I came to know about all this when I visited first Antarctica and, later, a “krill logistics hub” in Uruguay while researching my book The Omega Principle. In that book I looked at omega-3 fatty acids in our bodies and in the world’s oceans. But more specifically, what the book led me to was a little-known behemoth known as the “reduction industry.” Every year, this multibillion dollar sector of global fisheries catches somewhere between a fifth and a quarter of all the tons of seafood caught in the world. While a sliver of all that omega-3 rich animal life is indeed boiled down into the golden capsules many of us take in the hopes we’ll prolong our lives, the vast majority is shoveled into the global maw of reduction and turned into feed pellets which are in turn fed to farmed salmon and other domesticated animals. For many years the reduction industry relied on schools of things like Peruvian anchoveta, Chesapeake Bay menhaden, and North Atlantic capelin and herring. But in the last quarter century, increasingly, Big Reduction is looking to the Antarctic and krill.

I won’t go into the details of that hunt for this last gold mine of animal feed.

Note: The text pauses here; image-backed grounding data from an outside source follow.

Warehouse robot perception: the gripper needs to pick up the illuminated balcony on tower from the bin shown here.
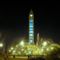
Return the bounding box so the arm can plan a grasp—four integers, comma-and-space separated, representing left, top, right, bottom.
29, 10, 34, 44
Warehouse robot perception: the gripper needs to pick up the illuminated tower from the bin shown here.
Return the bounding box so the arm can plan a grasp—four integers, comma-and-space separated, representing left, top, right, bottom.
29, 10, 34, 44
36, 33, 39, 46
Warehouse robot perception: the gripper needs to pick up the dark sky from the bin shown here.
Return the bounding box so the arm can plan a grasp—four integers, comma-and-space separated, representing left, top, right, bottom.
0, 0, 60, 42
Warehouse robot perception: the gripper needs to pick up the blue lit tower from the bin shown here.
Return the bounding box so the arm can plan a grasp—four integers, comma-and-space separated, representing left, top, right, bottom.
29, 10, 34, 44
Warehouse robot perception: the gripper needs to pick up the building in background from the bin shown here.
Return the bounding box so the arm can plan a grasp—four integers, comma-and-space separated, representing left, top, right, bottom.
29, 10, 34, 44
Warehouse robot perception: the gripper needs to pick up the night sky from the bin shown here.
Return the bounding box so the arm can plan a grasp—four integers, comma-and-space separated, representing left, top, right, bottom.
0, 0, 60, 42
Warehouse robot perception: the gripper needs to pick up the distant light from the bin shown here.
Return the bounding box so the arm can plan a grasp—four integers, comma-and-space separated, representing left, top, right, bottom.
30, 14, 33, 17
12, 50, 16, 54
20, 41, 24, 46
43, 41, 47, 46
11, 47, 13, 50
0, 43, 3, 48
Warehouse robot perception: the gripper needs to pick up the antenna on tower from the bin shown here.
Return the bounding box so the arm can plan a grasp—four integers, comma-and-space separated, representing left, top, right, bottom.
36, 33, 39, 46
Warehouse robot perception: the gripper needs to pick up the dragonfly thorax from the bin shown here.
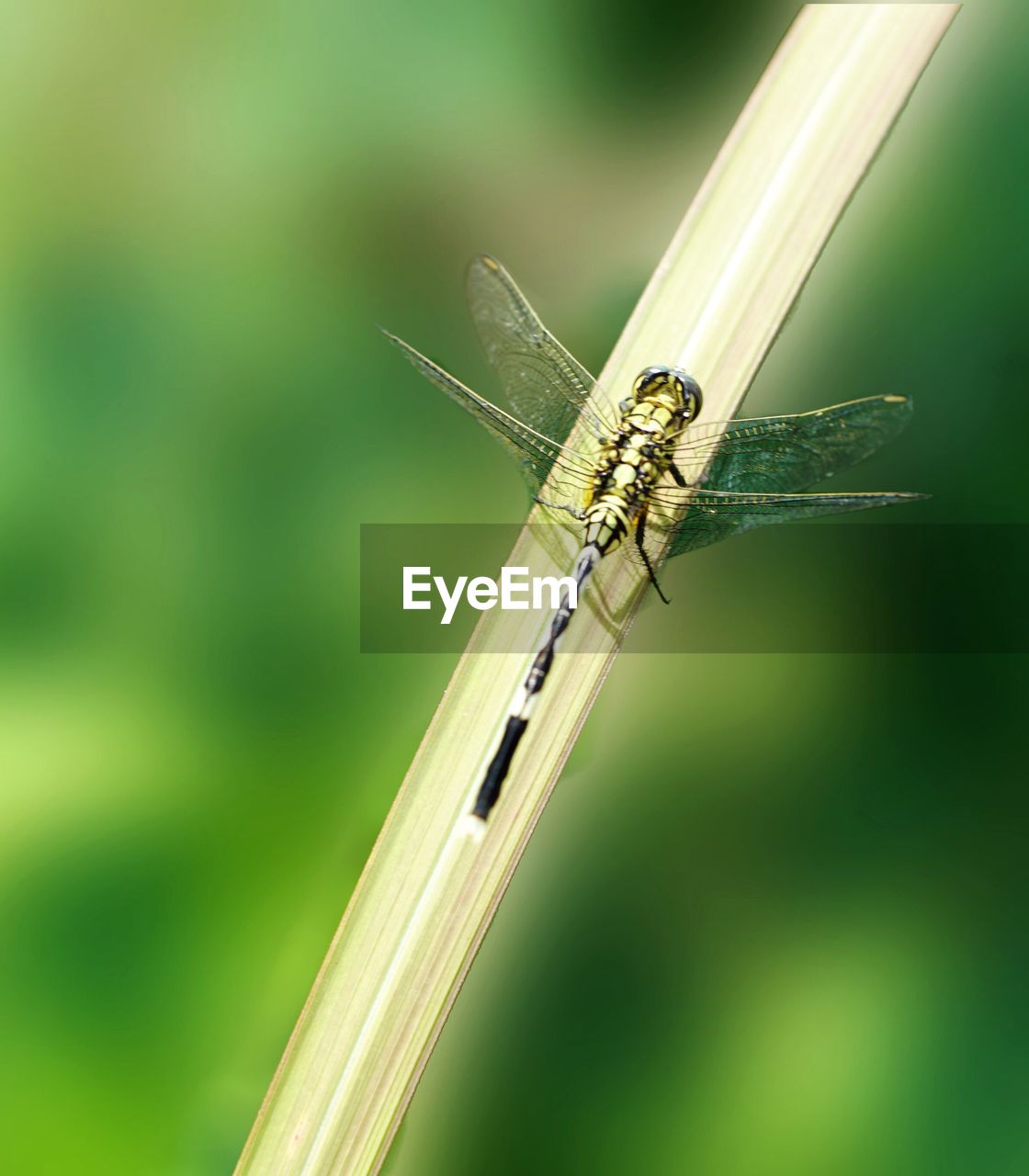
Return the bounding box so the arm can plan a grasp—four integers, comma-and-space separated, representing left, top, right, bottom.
584, 367, 700, 554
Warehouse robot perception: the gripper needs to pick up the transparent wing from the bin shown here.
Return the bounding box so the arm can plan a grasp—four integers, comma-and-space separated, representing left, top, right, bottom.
658, 491, 928, 559
467, 254, 612, 441
379, 328, 592, 495
676, 396, 914, 492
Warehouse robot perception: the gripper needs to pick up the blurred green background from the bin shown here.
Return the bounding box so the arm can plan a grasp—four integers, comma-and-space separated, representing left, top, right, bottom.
0, 0, 1029, 1176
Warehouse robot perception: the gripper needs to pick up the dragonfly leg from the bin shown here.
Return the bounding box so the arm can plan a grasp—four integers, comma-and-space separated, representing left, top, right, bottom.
636, 511, 672, 605
533, 494, 585, 522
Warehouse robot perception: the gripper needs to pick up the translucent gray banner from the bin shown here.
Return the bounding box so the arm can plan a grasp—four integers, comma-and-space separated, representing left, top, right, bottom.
361, 521, 1029, 654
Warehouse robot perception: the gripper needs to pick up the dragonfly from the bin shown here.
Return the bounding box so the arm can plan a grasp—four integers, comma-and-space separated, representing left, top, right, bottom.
379, 254, 927, 822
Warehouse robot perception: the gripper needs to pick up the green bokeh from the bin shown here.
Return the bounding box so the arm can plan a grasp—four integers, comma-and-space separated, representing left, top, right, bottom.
0, 0, 1029, 1176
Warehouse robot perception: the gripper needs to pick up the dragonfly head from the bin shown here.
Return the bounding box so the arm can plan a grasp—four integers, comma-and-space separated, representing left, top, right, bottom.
633, 365, 703, 424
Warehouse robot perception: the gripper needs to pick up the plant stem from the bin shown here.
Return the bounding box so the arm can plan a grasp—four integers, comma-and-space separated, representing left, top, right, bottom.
236, 5, 957, 1176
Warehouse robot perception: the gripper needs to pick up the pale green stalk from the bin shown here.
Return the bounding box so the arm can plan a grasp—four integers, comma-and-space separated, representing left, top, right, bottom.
238, 5, 957, 1176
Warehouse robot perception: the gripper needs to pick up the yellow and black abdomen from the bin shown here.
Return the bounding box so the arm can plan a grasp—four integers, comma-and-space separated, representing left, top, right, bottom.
584, 418, 671, 555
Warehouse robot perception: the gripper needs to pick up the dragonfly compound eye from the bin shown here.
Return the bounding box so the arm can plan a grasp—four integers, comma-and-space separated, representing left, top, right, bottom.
633, 366, 702, 423
677, 371, 705, 424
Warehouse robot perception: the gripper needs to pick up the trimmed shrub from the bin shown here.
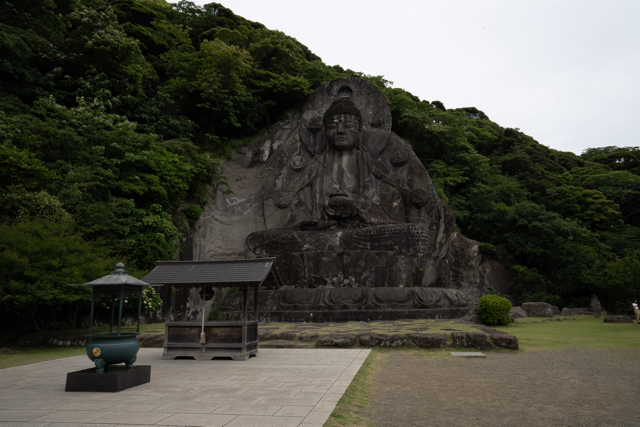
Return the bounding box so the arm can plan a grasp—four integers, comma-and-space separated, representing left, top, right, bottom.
478, 295, 511, 325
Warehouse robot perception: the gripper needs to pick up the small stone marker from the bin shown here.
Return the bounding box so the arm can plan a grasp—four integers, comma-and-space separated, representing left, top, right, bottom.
451, 351, 485, 357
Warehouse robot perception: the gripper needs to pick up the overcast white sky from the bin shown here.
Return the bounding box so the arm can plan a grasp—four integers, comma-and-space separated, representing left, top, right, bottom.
182, 0, 640, 154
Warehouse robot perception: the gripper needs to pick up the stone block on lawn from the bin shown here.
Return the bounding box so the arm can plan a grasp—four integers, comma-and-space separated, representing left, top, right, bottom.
489, 332, 520, 350
138, 332, 164, 348
509, 307, 529, 321
360, 333, 409, 347
316, 334, 357, 347
258, 331, 297, 341
411, 334, 447, 348
562, 307, 598, 316
451, 332, 493, 350
604, 315, 633, 323
522, 302, 560, 317
298, 332, 320, 341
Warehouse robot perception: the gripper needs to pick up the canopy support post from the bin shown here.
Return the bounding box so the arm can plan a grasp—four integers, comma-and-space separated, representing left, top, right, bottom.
118, 287, 124, 336
242, 286, 249, 322
182, 285, 188, 322
109, 295, 116, 334
136, 288, 142, 335
253, 285, 260, 322
164, 285, 173, 322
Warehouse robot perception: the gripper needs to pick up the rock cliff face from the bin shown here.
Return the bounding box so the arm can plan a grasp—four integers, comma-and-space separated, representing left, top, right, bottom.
192, 78, 512, 321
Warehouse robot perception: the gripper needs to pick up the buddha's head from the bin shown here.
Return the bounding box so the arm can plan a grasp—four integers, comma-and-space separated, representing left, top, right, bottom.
323, 98, 362, 151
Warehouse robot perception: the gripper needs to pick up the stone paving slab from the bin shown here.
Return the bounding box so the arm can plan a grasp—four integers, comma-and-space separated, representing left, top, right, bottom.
0, 348, 370, 427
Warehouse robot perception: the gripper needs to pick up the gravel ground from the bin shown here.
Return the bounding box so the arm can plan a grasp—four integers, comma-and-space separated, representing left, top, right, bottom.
363, 349, 640, 427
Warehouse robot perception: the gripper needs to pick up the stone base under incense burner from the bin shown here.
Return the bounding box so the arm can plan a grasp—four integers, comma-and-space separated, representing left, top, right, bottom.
64, 365, 151, 393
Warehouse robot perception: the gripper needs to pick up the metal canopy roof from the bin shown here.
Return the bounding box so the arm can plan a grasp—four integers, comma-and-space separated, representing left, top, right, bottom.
142, 258, 282, 287
69, 262, 156, 287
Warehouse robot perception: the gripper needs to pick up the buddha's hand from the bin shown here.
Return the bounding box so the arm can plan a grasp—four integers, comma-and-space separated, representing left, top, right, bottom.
329, 199, 358, 218
300, 220, 336, 231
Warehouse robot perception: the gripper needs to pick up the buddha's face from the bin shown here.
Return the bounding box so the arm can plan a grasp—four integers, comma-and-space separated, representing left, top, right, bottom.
325, 114, 362, 151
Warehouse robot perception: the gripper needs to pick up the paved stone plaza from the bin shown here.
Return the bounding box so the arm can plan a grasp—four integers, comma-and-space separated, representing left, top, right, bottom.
0, 348, 370, 427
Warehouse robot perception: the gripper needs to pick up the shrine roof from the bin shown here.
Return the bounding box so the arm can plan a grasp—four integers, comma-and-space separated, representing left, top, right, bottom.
142, 258, 282, 287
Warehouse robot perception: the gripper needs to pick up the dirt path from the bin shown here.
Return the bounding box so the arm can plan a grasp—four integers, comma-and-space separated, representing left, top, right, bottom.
364, 349, 640, 427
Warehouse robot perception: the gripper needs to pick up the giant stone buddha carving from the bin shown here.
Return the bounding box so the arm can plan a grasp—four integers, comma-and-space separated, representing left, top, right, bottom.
188, 78, 508, 321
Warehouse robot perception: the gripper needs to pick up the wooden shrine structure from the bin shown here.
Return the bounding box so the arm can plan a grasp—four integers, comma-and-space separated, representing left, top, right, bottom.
142, 258, 282, 360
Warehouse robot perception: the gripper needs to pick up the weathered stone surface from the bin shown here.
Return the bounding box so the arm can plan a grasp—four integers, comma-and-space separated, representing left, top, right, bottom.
489, 332, 520, 350
258, 332, 296, 341
316, 334, 358, 347
190, 78, 512, 321
509, 307, 528, 321
562, 307, 597, 316
462, 307, 482, 323
589, 294, 607, 315
360, 334, 409, 347
411, 334, 447, 348
138, 332, 164, 348
451, 332, 493, 350
604, 315, 633, 323
522, 302, 560, 317
298, 332, 318, 341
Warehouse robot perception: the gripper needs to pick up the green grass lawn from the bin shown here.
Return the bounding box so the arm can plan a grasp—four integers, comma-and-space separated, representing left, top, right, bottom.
495, 316, 640, 351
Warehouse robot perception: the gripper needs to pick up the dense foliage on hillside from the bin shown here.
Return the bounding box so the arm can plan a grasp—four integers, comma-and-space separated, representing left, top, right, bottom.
0, 0, 640, 327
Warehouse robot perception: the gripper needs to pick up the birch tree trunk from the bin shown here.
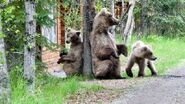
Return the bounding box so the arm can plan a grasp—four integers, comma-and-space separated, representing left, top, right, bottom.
123, 0, 135, 44
110, 0, 115, 41
83, 0, 96, 76
0, 8, 11, 104
24, 0, 36, 93
120, 0, 125, 36
141, 0, 148, 35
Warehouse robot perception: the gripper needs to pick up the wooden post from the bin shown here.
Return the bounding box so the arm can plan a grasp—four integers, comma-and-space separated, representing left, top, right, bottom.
123, 0, 135, 44
110, 0, 115, 41
24, 0, 36, 93
83, 0, 95, 76
0, 4, 11, 104
141, 0, 148, 35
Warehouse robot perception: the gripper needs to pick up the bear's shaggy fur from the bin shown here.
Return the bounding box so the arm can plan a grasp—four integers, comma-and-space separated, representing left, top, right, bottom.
125, 41, 157, 77
90, 8, 127, 79
57, 28, 83, 75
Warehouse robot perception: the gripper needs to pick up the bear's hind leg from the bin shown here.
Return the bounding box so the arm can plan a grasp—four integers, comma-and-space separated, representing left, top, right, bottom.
125, 58, 135, 77
147, 61, 157, 76
137, 59, 145, 77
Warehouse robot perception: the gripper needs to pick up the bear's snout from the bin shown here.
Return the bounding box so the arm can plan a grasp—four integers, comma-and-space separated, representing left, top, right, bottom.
114, 18, 119, 25
151, 56, 157, 61
66, 40, 70, 44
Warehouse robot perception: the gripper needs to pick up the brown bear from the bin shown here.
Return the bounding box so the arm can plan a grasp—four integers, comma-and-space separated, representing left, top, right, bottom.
90, 8, 127, 79
57, 28, 83, 75
125, 41, 157, 77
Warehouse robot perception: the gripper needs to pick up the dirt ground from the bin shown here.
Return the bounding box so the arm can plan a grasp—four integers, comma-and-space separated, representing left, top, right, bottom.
67, 67, 185, 104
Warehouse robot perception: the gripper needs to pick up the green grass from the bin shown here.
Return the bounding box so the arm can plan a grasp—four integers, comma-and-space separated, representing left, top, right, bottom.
117, 35, 185, 76
11, 73, 102, 104
10, 36, 185, 104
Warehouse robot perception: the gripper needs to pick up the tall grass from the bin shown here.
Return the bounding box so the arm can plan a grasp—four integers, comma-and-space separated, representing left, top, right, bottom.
11, 71, 102, 104
117, 35, 185, 75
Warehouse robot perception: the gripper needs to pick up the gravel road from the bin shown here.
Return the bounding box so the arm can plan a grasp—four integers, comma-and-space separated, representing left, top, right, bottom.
112, 66, 185, 104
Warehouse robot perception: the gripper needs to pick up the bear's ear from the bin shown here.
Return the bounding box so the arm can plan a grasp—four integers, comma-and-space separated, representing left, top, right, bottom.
142, 46, 147, 51
66, 28, 71, 32
101, 8, 107, 15
76, 31, 80, 36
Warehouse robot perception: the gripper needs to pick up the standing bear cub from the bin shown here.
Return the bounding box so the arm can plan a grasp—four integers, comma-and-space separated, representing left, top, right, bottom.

All that is contained within the chapter called “The Bottom of it All” in my aforementioned Omega Principle. Suffice it to say that Russia’s detention of the Ukrainian Leonid Pshenichnov who had been on his way to a meeting of the Commission for the Conservation of Antarctic Marine Living Resources (CCAMLR), might seem an act of war-time aggression. And surely it is. The official statement by Russia describes Pshenichnov as a “citizen of the Russian Federation” who “defected to the enemy’s side.”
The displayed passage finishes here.